Gear Review: DIY Storage Shed
Storage is something that is almost impossible to do without when living in small quarters. It is a problem that I have wanted to address and now, finally, I have a completed shed.
The design of the shed is a simple, but sturdy one (slightly modified) from a book called HomeMade: 101 Easy~To~Make Things For Your Garden, Home, Or Farm by Ken Braren & Roger Griffith. There are many excellent projects in that book by the way. Back on topic, we got the wood from Home Depot and the various hinges, latches, locks, screws and it was time to begin.
The first part we assembled was the roof frame. It was fairly simple, but some of the designs in the book don't have specific measurements for each piece. It is expected that you have built/designed enough projects to "fill in the blanks" as it were. Make sure to have a good idea of what should be what size before getting too trigger happy with your circular saw...
After that we did the floors frame. This is in someways the same as the roof frame, but the perimeter 2x4's are laid flat two thick instead of on edge with a single thickness. They are also cut so that when you attach the second layer it overlaps the cuts on the first so as to strengthen the joins (I don't know if I explained that well enough, but hopefully you get the idea).
Then it was on to the wall studs. Those got measured out and cut which was fairly simple. Then we screwed them into the floor and hopefully the frame underneath. With clamps we put the roof up giving us time to screw in a few mending plates and L brackets to keep the structure in place while we continued with the project.
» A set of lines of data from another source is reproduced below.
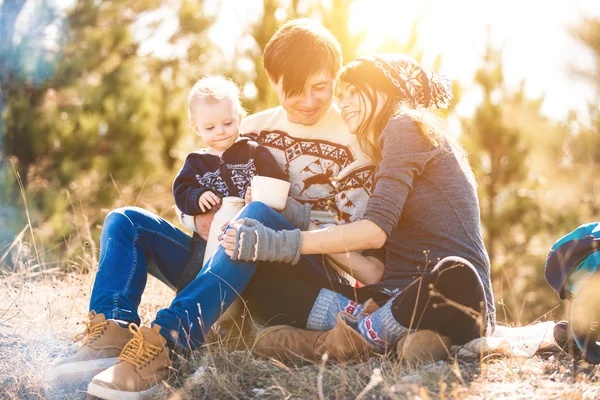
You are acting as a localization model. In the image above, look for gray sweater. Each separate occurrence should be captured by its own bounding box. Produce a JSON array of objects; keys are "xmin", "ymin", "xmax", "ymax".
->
[{"xmin": 363, "ymin": 114, "xmax": 496, "ymax": 327}]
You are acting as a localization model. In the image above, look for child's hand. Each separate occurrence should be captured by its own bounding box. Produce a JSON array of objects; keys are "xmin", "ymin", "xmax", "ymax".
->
[
  {"xmin": 198, "ymin": 191, "xmax": 221, "ymax": 212},
  {"xmin": 244, "ymin": 187, "xmax": 252, "ymax": 205}
]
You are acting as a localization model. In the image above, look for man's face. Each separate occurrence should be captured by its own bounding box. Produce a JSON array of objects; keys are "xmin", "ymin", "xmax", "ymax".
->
[{"xmin": 271, "ymin": 70, "xmax": 335, "ymax": 126}]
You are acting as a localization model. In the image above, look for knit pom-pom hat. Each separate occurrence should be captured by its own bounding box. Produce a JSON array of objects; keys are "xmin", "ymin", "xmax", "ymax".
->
[{"xmin": 355, "ymin": 53, "xmax": 453, "ymax": 109}]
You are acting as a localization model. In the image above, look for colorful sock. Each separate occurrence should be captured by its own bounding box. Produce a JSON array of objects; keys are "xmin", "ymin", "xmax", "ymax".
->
[
  {"xmin": 306, "ymin": 288, "xmax": 364, "ymax": 330},
  {"xmin": 354, "ymin": 298, "xmax": 408, "ymax": 352}
]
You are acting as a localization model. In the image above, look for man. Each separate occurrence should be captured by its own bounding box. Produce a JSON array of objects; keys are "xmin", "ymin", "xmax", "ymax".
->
[
  {"xmin": 52, "ymin": 18, "xmax": 377, "ymax": 400},
  {"xmin": 183, "ymin": 19, "xmax": 374, "ymax": 239}
]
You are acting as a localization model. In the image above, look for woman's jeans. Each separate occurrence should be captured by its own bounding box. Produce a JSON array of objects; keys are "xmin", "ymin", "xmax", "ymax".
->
[{"xmin": 89, "ymin": 202, "xmax": 330, "ymax": 349}]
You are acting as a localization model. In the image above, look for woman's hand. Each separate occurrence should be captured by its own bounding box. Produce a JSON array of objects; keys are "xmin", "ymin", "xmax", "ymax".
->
[
  {"xmin": 244, "ymin": 187, "xmax": 252, "ymax": 205},
  {"xmin": 219, "ymin": 219, "xmax": 244, "ymax": 257},
  {"xmin": 219, "ymin": 218, "xmax": 302, "ymax": 264}
]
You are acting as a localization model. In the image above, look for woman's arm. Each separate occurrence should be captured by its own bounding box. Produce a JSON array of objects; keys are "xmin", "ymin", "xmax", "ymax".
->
[
  {"xmin": 301, "ymin": 219, "xmax": 387, "ymax": 255},
  {"xmin": 221, "ymin": 218, "xmax": 387, "ymax": 284}
]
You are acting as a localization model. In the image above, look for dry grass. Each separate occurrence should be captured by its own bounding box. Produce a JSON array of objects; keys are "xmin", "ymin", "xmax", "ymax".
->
[
  {"xmin": 1, "ymin": 268, "xmax": 599, "ymax": 400},
  {"xmin": 1, "ymin": 206, "xmax": 599, "ymax": 400}
]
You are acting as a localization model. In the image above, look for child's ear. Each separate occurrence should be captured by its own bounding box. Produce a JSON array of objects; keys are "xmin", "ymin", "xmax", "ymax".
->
[{"xmin": 191, "ymin": 122, "xmax": 200, "ymax": 134}]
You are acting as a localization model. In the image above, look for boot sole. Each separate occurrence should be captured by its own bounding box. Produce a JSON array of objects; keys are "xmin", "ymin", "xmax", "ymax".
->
[
  {"xmin": 87, "ymin": 381, "xmax": 161, "ymax": 400},
  {"xmin": 52, "ymin": 357, "xmax": 119, "ymax": 384}
]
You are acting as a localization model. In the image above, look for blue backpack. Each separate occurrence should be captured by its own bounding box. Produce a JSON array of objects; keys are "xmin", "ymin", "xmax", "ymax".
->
[{"xmin": 545, "ymin": 222, "xmax": 600, "ymax": 363}]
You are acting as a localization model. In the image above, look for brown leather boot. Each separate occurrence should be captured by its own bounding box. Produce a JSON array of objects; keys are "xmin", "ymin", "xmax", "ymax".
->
[
  {"xmin": 253, "ymin": 312, "xmax": 375, "ymax": 363},
  {"xmin": 87, "ymin": 324, "xmax": 173, "ymax": 400},
  {"xmin": 52, "ymin": 311, "xmax": 133, "ymax": 384},
  {"xmin": 396, "ymin": 330, "xmax": 452, "ymax": 363},
  {"xmin": 206, "ymin": 298, "xmax": 255, "ymax": 350}
]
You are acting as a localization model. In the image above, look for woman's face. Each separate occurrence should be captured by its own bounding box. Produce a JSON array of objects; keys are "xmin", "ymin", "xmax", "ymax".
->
[{"xmin": 337, "ymin": 82, "xmax": 368, "ymax": 135}]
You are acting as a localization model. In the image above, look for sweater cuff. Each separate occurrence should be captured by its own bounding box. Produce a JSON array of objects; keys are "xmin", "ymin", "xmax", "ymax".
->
[
  {"xmin": 363, "ymin": 210, "xmax": 394, "ymax": 238},
  {"xmin": 186, "ymin": 188, "xmax": 211, "ymax": 215}
]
The walls were fairly simple to cut and install with two people. The little quick grip clamps were incredibly useful during the whole undertaking. Once we got the walls up we cut and installed the roof panel. After that the door frame and panels were made and things were looking good. The structure itself was completed (including the door).
The final steps were to put the corrugated plastic roofing on top and paint the plywood exterior with external grade paint. The plastic panelling was pretty straightforward to install, but cutting it sucked.... Maybe tin snips would have worked.... I tried some heavy duty scissors made to cut things similar and it did, but it also made cracks that I didn't want growing into large cracks with the sun and wind on it all day. I would have tried tin snips to see if that was better, but I didn't think of it til just now. Anyway, I used a jigsaw which barely had a long enough blade to get down into the low spots of the corrugated structure. After some cursing and threatening looks in the plastic's direction it was done and installed.
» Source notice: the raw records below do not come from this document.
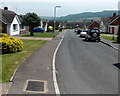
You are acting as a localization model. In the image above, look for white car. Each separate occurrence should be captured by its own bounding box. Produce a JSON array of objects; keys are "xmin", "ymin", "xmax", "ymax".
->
[{"xmin": 79, "ymin": 31, "xmax": 87, "ymax": 38}]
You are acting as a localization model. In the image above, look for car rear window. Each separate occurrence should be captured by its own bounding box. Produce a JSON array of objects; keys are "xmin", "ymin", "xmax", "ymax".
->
[{"xmin": 90, "ymin": 30, "xmax": 99, "ymax": 32}]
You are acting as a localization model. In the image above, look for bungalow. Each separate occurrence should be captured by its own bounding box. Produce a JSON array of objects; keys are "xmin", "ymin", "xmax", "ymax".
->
[
  {"xmin": 100, "ymin": 17, "xmax": 111, "ymax": 33},
  {"xmin": 18, "ymin": 15, "xmax": 29, "ymax": 34},
  {"xmin": 40, "ymin": 19, "xmax": 48, "ymax": 32},
  {"xmin": 88, "ymin": 21, "xmax": 99, "ymax": 29},
  {"xmin": 0, "ymin": 7, "xmax": 21, "ymax": 36},
  {"xmin": 100, "ymin": 13, "xmax": 118, "ymax": 33},
  {"xmin": 108, "ymin": 16, "xmax": 120, "ymax": 35}
]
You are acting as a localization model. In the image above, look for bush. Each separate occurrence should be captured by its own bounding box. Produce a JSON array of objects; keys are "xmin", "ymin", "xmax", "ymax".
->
[{"xmin": 0, "ymin": 33, "xmax": 23, "ymax": 54}]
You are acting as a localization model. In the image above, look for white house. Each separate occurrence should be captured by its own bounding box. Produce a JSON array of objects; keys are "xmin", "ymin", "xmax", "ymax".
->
[
  {"xmin": 99, "ymin": 17, "xmax": 111, "ymax": 33},
  {"xmin": 0, "ymin": 8, "xmax": 21, "ymax": 36},
  {"xmin": 40, "ymin": 19, "xmax": 48, "ymax": 32}
]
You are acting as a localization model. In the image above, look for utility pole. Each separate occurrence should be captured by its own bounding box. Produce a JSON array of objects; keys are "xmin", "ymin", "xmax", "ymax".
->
[{"xmin": 53, "ymin": 6, "xmax": 61, "ymax": 36}]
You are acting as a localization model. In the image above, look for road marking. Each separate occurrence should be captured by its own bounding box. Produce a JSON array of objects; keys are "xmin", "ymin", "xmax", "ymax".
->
[{"xmin": 52, "ymin": 31, "xmax": 66, "ymax": 96}]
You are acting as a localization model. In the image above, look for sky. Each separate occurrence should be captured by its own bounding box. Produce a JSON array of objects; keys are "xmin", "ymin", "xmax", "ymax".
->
[{"xmin": 0, "ymin": 0, "xmax": 120, "ymax": 17}]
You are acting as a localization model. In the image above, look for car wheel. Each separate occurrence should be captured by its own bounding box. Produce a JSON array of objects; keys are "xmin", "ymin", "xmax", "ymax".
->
[
  {"xmin": 98, "ymin": 39, "xmax": 101, "ymax": 42},
  {"xmin": 85, "ymin": 38, "xmax": 88, "ymax": 41}
]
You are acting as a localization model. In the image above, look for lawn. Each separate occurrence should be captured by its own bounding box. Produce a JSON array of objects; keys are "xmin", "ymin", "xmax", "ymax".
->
[
  {"xmin": 21, "ymin": 32, "xmax": 60, "ymax": 38},
  {"xmin": 101, "ymin": 35, "xmax": 117, "ymax": 41},
  {"xmin": 1, "ymin": 40, "xmax": 47, "ymax": 83}
]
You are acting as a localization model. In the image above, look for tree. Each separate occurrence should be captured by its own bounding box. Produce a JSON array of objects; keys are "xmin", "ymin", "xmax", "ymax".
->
[{"xmin": 22, "ymin": 13, "xmax": 41, "ymax": 36}]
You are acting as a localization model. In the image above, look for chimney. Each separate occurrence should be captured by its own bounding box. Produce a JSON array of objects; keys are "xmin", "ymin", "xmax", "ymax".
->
[
  {"xmin": 113, "ymin": 12, "xmax": 116, "ymax": 17},
  {"xmin": 4, "ymin": 6, "xmax": 8, "ymax": 10}
]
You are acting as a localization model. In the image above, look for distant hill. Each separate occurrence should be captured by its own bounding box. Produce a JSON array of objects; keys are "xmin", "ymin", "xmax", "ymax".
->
[{"xmin": 41, "ymin": 10, "xmax": 118, "ymax": 22}]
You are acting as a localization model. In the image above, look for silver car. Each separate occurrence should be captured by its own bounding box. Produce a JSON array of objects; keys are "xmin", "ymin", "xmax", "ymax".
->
[{"xmin": 79, "ymin": 30, "xmax": 88, "ymax": 38}]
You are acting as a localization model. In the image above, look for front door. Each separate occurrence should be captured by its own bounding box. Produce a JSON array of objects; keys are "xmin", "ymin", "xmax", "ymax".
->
[{"xmin": 112, "ymin": 27, "xmax": 114, "ymax": 34}]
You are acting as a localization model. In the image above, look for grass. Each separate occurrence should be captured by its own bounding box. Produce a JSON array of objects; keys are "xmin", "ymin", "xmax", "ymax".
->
[
  {"xmin": 21, "ymin": 31, "xmax": 60, "ymax": 38},
  {"xmin": 1, "ymin": 40, "xmax": 47, "ymax": 83},
  {"xmin": 101, "ymin": 35, "xmax": 117, "ymax": 41}
]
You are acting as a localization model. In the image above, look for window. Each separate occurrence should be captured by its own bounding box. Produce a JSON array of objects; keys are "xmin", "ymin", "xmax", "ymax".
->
[{"xmin": 13, "ymin": 24, "xmax": 18, "ymax": 31}]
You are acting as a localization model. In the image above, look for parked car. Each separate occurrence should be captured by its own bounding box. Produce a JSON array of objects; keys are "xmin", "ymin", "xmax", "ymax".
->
[
  {"xmin": 74, "ymin": 29, "xmax": 78, "ymax": 33},
  {"xmin": 85, "ymin": 29, "xmax": 101, "ymax": 42},
  {"xmin": 79, "ymin": 30, "xmax": 88, "ymax": 38},
  {"xmin": 76, "ymin": 29, "xmax": 83, "ymax": 34},
  {"xmin": 33, "ymin": 28, "xmax": 44, "ymax": 33}
]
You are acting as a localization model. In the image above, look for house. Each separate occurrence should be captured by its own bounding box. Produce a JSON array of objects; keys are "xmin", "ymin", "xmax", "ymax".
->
[
  {"xmin": 40, "ymin": 19, "xmax": 48, "ymax": 32},
  {"xmin": 63, "ymin": 22, "xmax": 91, "ymax": 29},
  {"xmin": 18, "ymin": 15, "xmax": 29, "ymax": 34},
  {"xmin": 100, "ymin": 17, "xmax": 112, "ymax": 33},
  {"xmin": 108, "ymin": 16, "xmax": 120, "ymax": 35},
  {"xmin": 0, "ymin": 7, "xmax": 21, "ymax": 36},
  {"xmin": 100, "ymin": 13, "xmax": 118, "ymax": 33},
  {"xmin": 88, "ymin": 21, "xmax": 99, "ymax": 29}
]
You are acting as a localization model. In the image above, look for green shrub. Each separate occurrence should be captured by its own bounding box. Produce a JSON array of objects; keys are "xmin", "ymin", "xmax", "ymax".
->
[{"xmin": 0, "ymin": 33, "xmax": 23, "ymax": 54}]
All of the cracks and wood joins were sealed with silicone or spray foam insulation before painting the whole thing red, except for the green plastic roofing. It took a while, but we got two good coats of paint on it. As it turns out just in time. It barely had enough time to dry when a summer thunder storm dumped some rain on it to give it a test. The paint stayed on and the water stayed out of the shed. It's nice to finally have somewhere to put things. Now if I just had shelves...
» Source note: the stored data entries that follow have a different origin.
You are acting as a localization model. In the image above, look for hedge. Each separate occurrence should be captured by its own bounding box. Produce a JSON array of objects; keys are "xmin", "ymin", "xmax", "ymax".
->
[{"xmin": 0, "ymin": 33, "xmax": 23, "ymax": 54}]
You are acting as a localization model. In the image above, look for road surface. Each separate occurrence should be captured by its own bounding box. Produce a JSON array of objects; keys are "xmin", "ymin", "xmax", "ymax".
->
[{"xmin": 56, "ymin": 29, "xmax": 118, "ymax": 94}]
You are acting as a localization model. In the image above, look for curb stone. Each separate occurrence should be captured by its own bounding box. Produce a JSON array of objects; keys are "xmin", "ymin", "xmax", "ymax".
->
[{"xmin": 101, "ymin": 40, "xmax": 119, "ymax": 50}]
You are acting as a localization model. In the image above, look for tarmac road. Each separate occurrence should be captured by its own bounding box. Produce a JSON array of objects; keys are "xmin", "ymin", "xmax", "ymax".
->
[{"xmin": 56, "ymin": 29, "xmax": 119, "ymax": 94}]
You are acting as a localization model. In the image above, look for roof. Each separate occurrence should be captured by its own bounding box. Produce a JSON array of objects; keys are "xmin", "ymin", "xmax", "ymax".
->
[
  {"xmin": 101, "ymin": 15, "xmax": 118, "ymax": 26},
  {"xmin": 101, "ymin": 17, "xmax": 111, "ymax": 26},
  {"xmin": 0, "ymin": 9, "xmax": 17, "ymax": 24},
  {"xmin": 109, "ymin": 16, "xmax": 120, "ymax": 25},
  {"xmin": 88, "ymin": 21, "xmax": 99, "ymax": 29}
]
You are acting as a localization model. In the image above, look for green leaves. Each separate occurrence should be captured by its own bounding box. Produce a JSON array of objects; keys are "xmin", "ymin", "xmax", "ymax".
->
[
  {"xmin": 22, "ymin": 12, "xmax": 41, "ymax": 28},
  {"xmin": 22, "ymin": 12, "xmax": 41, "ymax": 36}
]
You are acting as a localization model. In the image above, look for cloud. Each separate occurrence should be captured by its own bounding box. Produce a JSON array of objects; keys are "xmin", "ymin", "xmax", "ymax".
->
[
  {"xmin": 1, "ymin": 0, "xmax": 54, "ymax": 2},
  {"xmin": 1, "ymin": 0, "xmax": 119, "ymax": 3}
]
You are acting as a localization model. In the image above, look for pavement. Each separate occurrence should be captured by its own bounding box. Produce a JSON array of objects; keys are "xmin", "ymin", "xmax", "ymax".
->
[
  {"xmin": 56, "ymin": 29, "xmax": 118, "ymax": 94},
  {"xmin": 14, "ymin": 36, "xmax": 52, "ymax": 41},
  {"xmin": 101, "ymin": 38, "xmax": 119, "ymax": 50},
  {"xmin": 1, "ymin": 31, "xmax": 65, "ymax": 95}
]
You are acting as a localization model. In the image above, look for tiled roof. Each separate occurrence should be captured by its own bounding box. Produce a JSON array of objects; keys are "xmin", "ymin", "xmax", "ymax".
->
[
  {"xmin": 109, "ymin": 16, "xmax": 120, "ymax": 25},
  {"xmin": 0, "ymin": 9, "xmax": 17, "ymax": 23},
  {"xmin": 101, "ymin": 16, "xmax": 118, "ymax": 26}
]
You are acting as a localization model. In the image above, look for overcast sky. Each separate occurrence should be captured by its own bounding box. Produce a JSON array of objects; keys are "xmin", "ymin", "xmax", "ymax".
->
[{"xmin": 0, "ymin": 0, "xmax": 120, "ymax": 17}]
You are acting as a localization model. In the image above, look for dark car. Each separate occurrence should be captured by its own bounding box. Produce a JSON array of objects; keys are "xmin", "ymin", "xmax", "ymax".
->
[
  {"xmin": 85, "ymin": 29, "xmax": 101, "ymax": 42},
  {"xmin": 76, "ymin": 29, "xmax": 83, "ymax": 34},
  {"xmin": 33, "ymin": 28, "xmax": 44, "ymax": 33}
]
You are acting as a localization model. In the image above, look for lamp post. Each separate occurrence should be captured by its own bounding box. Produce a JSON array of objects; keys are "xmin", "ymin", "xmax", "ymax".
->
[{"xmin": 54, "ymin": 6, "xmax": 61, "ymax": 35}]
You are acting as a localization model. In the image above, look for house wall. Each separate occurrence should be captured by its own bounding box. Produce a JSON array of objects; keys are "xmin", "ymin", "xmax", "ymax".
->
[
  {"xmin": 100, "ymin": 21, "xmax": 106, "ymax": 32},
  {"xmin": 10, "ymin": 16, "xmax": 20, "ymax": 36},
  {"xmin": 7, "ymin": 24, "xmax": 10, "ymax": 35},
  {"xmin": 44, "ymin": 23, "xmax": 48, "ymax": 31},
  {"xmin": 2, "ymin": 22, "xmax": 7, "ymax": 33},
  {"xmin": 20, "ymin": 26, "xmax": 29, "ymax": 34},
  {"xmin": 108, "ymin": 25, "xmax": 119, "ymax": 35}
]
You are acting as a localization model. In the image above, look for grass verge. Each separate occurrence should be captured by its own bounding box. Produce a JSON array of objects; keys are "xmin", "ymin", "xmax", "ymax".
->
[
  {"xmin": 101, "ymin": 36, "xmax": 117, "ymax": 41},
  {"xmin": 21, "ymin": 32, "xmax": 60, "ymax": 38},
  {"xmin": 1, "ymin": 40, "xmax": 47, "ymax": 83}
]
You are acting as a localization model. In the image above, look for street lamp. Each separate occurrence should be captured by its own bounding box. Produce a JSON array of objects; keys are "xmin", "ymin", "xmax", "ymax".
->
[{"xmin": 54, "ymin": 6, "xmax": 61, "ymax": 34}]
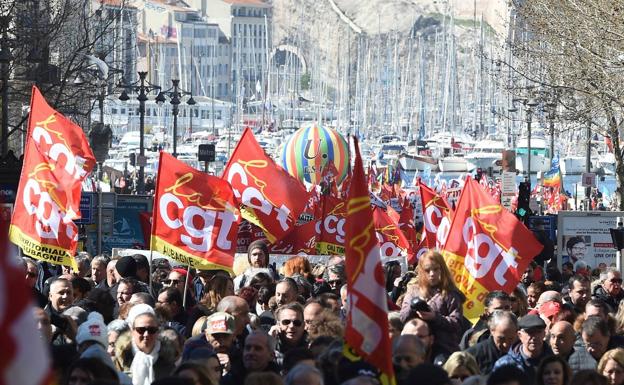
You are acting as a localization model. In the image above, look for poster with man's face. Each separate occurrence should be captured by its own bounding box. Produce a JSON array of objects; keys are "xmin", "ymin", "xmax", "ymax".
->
[
  {"xmin": 562, "ymin": 235, "xmax": 590, "ymax": 266},
  {"xmin": 557, "ymin": 212, "xmax": 624, "ymax": 271}
]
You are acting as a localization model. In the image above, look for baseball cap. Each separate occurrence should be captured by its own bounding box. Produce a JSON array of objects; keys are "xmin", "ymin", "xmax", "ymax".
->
[
  {"xmin": 206, "ymin": 312, "xmax": 235, "ymax": 335},
  {"xmin": 539, "ymin": 301, "xmax": 561, "ymax": 319}
]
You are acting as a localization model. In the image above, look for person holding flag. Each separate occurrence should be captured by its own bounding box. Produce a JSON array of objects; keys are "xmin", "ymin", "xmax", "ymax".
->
[{"xmin": 400, "ymin": 250, "xmax": 466, "ymax": 356}]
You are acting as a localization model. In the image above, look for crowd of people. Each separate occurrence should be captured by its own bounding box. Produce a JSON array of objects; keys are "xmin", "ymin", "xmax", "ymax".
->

This whole project took about 4 days of work without completely burning ourselves out everyday. We probably could have done it in less, but it was still quite the task for four days. Doable for anyone with basic woodworking knowledge and tenacity, but a task for sure. I know I will be building another one in not too long, but let's just say I'm quite happy to not have to be building it right now...
Click here to see all the photos of the build!
- Update -
We converted half of the shed for storage and half for our solar setup. The battery bank, solar charger, 120V charge controller, and power inverter all went into the shed to keep it out of the weather. We never had a prolem with rain or snow getting in and it is certainly solid.
After using the shed for a number of months, I have to say that it worked out wonderfully. We added a little latch at the bottom of the door to ensure a mouse-proof closure. Mice were not able to get in to this thing so we could store our things with the confidence that they wouldnt be eaten when we went to use them.
I highly recommend this design and that book if you like to save a few bucks and build your own stuff!